Exercise 5: Improving the Price-Distance Relationship Plot

(a). Together with your peers, propose two changes you want to make to the plot in Exercise 3. Discuss the rationale behind each change and how it might improve the visualization.

(b). Work with your tutor to create an agreed upon list of changes to make to the plot. What steps do you need to take to make these improvements?

(c). Implement the changes suggested in the R.

Exercise 6 [Optional, if time]: Improving the Listings by Region Plot

(a). Together with your peers, propose two changes you want to make to the plot in Exercise 1. Discuss the rationale behind each change and how it might improve the visualization.

(b). Work with your tutor to create an agreed upon list of changes to make to the plot. What steps do you need to take to make these improvements?

(c). Implement the changes suggested in the R.

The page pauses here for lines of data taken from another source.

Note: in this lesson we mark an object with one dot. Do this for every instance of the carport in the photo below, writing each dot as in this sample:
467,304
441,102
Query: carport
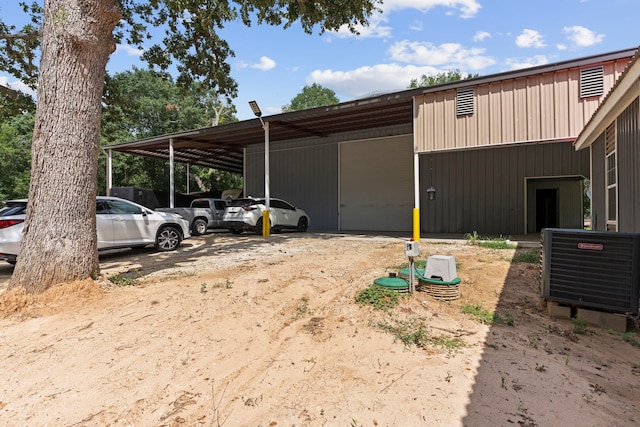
223,147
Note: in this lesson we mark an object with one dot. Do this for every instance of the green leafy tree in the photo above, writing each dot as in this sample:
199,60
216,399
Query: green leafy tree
311,97
14,103
145,103
76,40
440,78
15,156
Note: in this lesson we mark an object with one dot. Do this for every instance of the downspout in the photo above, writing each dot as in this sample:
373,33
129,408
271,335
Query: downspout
171,180
109,173
416,181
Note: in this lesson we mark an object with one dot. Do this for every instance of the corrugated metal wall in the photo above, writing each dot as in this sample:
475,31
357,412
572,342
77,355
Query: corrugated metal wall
484,190
534,108
628,157
305,172
598,185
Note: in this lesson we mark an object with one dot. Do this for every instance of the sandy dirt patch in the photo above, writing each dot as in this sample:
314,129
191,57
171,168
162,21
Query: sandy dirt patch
247,331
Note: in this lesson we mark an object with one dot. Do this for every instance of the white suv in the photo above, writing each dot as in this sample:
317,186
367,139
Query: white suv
119,224
246,214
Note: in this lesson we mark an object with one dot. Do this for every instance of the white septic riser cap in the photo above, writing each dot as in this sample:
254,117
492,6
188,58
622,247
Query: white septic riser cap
441,266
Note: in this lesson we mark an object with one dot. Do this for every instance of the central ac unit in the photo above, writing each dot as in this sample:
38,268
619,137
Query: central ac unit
591,269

Exercise 7: Putting the plots together

(a). Use the code below to combine the plots from the exercises above. Replace PLOT_ONE, PLOT_TWO, and PLOT_THREE with the plots you created in Exercises 4, 5, and 6.

PLOT_ONE /    
    (PLOT_TWO | PLOT_THREE) & 
    theme(legend.position = "none")

(b). Save this combined plot as a PDF file using the ggsave() function. You can specify the file name and dimensions using the filename and width and height arguments.

ggsave("YOUR_FILE_NAME", width = 12, height = 8)

Exercise 8: Synthesizing the Findings

If you were presenting these results in a business meeting, how would you explain the key takeaways? Structure your summary to include:

  • What you analyzed (data, variables)
  • What you found (key insights from the visualizations)
  • What decisions could be made based on this information?